The idea is that we are given a system together with some operation {T} on it. For instance, {T} could be a homeomorphism of a topological space, i.e. a discrete dynamical system. We are interested in studying the iterates of this process. In many case, averaging over the iterates of this process yields in the limit something that is actually invariant under this process.

For instance, suppose {T} is a measure-preserving transformation of a measure space {(X, \mu)} (which means if {E} is measurable, then so is {T^{-1}(E)} and {\mu(T^{-1}(E)) = \mu(E)}). How might one arise? Well, suppose {M} is a compact symplectic manifold, {X} a Hamiltonian vector field, and {dV} the volume form. Then the flows {\phi_t: M \rightarrow M} of {X} leave invariant the volume form {dV}, so any such diffeomorphism {\phi_t} is a measure-preserving transformation of the measure induced by the volume form. Anyway, back to the general story. Then the action of {T} on a function {f} is given by

\displaystyle Tf(x) := f(T(x)).

The Birkhoff ergodic theorem states that the averages

\displaystyle \frac{1}{N} \sum_{i=0}^{N-1} T^i f

converge a.e. to a function invariant under {T}, provided {f \in L^1(\mu)}. In many interesting cases, the invariant limit will actually be constant a.e. For instance, this is guaranteed if the transformation {T} is ergodic, i.e. has no nontrivial invariant subsets. There are many spectacular applications to number theory of this result, e.g. the existence of Khintchine’s constant. Cf. also this post of Harrison Brown.
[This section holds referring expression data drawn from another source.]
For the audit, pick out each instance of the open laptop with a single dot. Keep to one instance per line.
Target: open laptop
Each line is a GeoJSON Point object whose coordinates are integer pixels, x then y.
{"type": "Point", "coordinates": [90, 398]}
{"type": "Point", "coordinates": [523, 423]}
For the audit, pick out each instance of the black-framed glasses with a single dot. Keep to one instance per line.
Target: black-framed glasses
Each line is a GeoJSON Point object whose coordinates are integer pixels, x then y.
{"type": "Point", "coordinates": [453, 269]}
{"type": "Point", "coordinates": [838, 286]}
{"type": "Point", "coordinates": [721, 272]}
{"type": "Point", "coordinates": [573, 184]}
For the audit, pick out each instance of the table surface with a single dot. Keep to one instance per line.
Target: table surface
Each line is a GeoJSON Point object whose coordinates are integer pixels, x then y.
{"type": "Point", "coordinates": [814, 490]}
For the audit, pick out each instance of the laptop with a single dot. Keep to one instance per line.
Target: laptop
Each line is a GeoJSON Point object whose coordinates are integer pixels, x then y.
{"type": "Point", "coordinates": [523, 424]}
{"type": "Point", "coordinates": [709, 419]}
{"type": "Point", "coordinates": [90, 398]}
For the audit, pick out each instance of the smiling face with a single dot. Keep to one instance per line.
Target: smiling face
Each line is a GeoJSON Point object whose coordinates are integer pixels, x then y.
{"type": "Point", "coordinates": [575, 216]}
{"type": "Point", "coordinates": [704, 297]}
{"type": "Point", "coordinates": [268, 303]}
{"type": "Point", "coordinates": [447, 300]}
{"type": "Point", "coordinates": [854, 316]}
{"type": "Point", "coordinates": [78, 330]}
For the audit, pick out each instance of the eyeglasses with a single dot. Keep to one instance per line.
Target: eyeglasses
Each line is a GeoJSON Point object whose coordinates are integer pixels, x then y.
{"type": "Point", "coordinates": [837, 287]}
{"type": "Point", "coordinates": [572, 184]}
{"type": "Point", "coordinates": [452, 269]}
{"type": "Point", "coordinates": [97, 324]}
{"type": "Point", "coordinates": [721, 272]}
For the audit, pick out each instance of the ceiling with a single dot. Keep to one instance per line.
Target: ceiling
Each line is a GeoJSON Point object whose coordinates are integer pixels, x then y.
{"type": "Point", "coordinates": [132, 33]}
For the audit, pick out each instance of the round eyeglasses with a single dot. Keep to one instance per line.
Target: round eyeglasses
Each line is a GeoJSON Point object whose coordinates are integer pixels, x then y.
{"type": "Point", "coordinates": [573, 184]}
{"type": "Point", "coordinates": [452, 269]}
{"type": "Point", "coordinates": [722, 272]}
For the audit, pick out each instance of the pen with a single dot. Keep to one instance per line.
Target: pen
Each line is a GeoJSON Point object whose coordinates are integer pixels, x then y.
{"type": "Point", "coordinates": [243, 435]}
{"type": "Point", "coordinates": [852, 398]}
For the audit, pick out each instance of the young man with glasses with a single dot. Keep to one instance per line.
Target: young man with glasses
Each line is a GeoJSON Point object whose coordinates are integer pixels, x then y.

Today, I’d like to talk about a simpler result in functional analysis. The idea is to replace {f \in L^1(\mu)} with {f \in L^2(\mu)}, and a.e. convergence with {L^2} convergence. It turns out that the reason for this is to work more generally with operators in Hilbert spaces.

This is the von Neumann ergodic theorem:

Theorem 1

Let {U} be a unitary operator on a Hilbert space {H}. Consider the closed subspace {F} of vectors of {H} left invariant by {H}, and let {P: H \rightarrow F} be the orthogonal projection. Then for all {h \in H},\displaystyle \lim_{N \rightarrow \infty} \frac{1}{N} \sum_{i=0}^{N-1} U^i h = Ph .
 

 

 

The proof of this result is actually extremely simple: decompose {H} into two parts, and verify the claim for each!

One of these components is {F}. The other is the closed span {W} of {\{Ug - g\}_{g \in H}}. I claim that {H = F \oplus W}. It will be easy to verify the theorem for {h \in F} or {W}. Suppose now {f \in F}. Then for all {g \in H}:

\displaystyle ( Ug - g, f) = ( Ug, f) - (g, f) = (g,Uf)-(g,f) =(g,f)-(g,f)=0

which shows that {W \subset F^{\perp}}. Conversely, if {x \in W^{\perp}}, then for any {g \in H}

\displaystyle ( Ux - x, g) =(x, Ug - g) = 0

by assumption, proving {x \in F}.

Now we will prove the equality for both subspaces {F,W}.

First, for vectors {h} in {W}, the result is seen as follows. The limit on the left is zero by a telescoping type argument. Also, {Ph =0 }, because {F} and {W} are orthogonal.

Now suppose {h \in F}. Then the sum on the left is always {h} since {Uh = h}, and {Ph = h} by assumption as well.